A new experimental program at The University of Texas (UT) is testing whether or not students have a better chance of completing their degrees if they are relieved of a percentage of student loan debt. Here’s how it works: next fall, the university will choose 200 financially needy freshman who have unsubsidized federal student loans. As CollegeScholarships.org explains, unsubsidized loans are those for which students must start paying the interest on the loan immediately, even if they are still enrolled in an educational program. Most students, however, defer the interest payments, which then get capitalized, or added onto the total loan amount. Of the 200 students, The University of Texas says:
- Half of the students would be offered loan forgiveness in the amount of $1,000 on the principal, plus interest accrued if they successfully complete 15 hours of their degree requirements by the end of each semester.
- The other half would be offered $2,000 in forgiveness, plus interest accrued, if they successfully complete 30 hours of applicable degree requirements by the end of the academic year.
It’s not entirely clear just exactly what kind of information UT hopes will emerge from this pilot program, but presumably it will provide students with the motivation to continue their studies all the way to college completion. In a press release, the University’s director of student financial services said,
“The university is focused on improving our four-year graduation rate, and the pilot program is part of its broader effort to help achieve that mission. Students will benefit from the program by having a portion of their loans forgiven if certain degree requirements are completed within a set time frame.”
Recent statistics about graduation rates in Texas all demonstrate that the state conforms to the declining rates of college completion evident around the nation. For example, this chart by Complete College America shows that out of 100 students who enroll full-time in a two-year degree program, only one of them will graduate on time, while only seven will graduate in four years. At four year colleges, only five out of 100 will graduate on time, and only 13 will graduate in eight years. The remaining students of the 100 may never graduate.
Nice idea – but will it really help?
An open question is what effect loan forgiveness of such a small amount will have on a student’s general economic burdens.

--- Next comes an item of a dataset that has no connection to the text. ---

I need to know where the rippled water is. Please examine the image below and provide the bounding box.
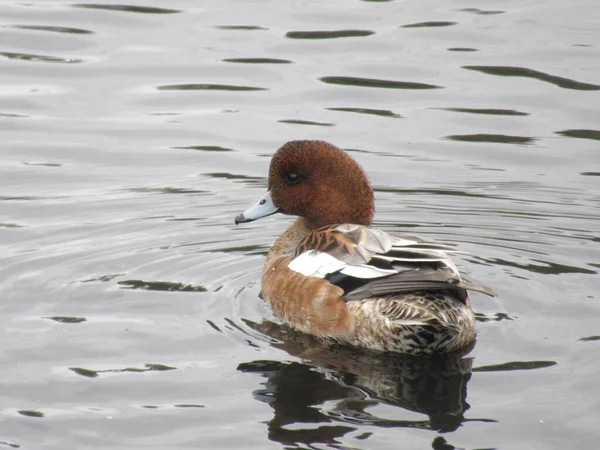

While I am certainly interested in the outcome of such an admirable and creative approach to the problem of student debt, to me there’s a pretty glaring problem with this study: CareerCollegeCentral.com reports that the University of Texas costs, on average about $25,000 for state residents. For those students who successfully complete the enrollment requirements, the forgiveness program will still leave them with costs of $23,000 per year.
Much of these costs will be covered by subsidized loans, and other forms of aid, but still: It seems to me that the small amount of financial inducement offered by this program is a bit like giving a man dying of dehydration in the desert a cup full of water. He’ll live for a few minutes more, have a few breaths of relief, but he’s still going to die pretty quickly. Similarly, students are still going to be saddled with the burden of high student loan debt.
Ramifications of this experiment
Despite the concern I highlighted above, there are three specific ways this experiment can be beneficial to higher education in the long run:
- If this program proves that students are more likely to graduate if they have fewer financial fears and burdens, it may give many the evidence they need to pursue more extensive restructurings of student loan processes or even force a more extensive investigation into ways of reducing such debt accumulation in the first place. Maybe this will even include more commitment to reducing costs or increasing aid.
- If the study shows that students with less debt will be able to graduate on time, we may also find that they will also be able to participate in activities proven to boost economic growth on a national scale. They may be better able to manage their student loans. For example, as The New York Times reports, the U.S. Department of Higher Education released data in September showing that the national student loan default rate increased from 8.8% to 9.1%. This hurts the economy in several ways: it puts lending agencies in a tight squeeze, leading them to reduce the amount they are willing to loan future students, and a default on a credit score makes it impossible for new graduates to purchase homes and help the housing market, among other things.
- Finally, the student loan default rate is highest at for-profit colleges and universities. The USDOE report revealed that at for-profit schools, “15 percent of borrowers defaulted in the first two years of repayment, up from 11.6 percent the previous year.” The UT study, if it shows that students with less debt actually graduate, will provide some evidence that for-profit schools can boost their graduation statistics, and their reputations, by continuing to reform their recruitment practices or even begin to offer to offer scholarships or other forms of non-loan based financing for college. I recently wrote about how one for-profit college, Strayer University, which did just that.
There are probably many more reasons why this experiment at the University of Texas is one to watch. It’s proof that despite all the criticism heaped on higher education lately, there are many innovators out there searching for solutions to the problems of low graduation rates and high student debt. It will be interesting to see the results – and to watch as others also begin to experiment and innovate as they fight to help students.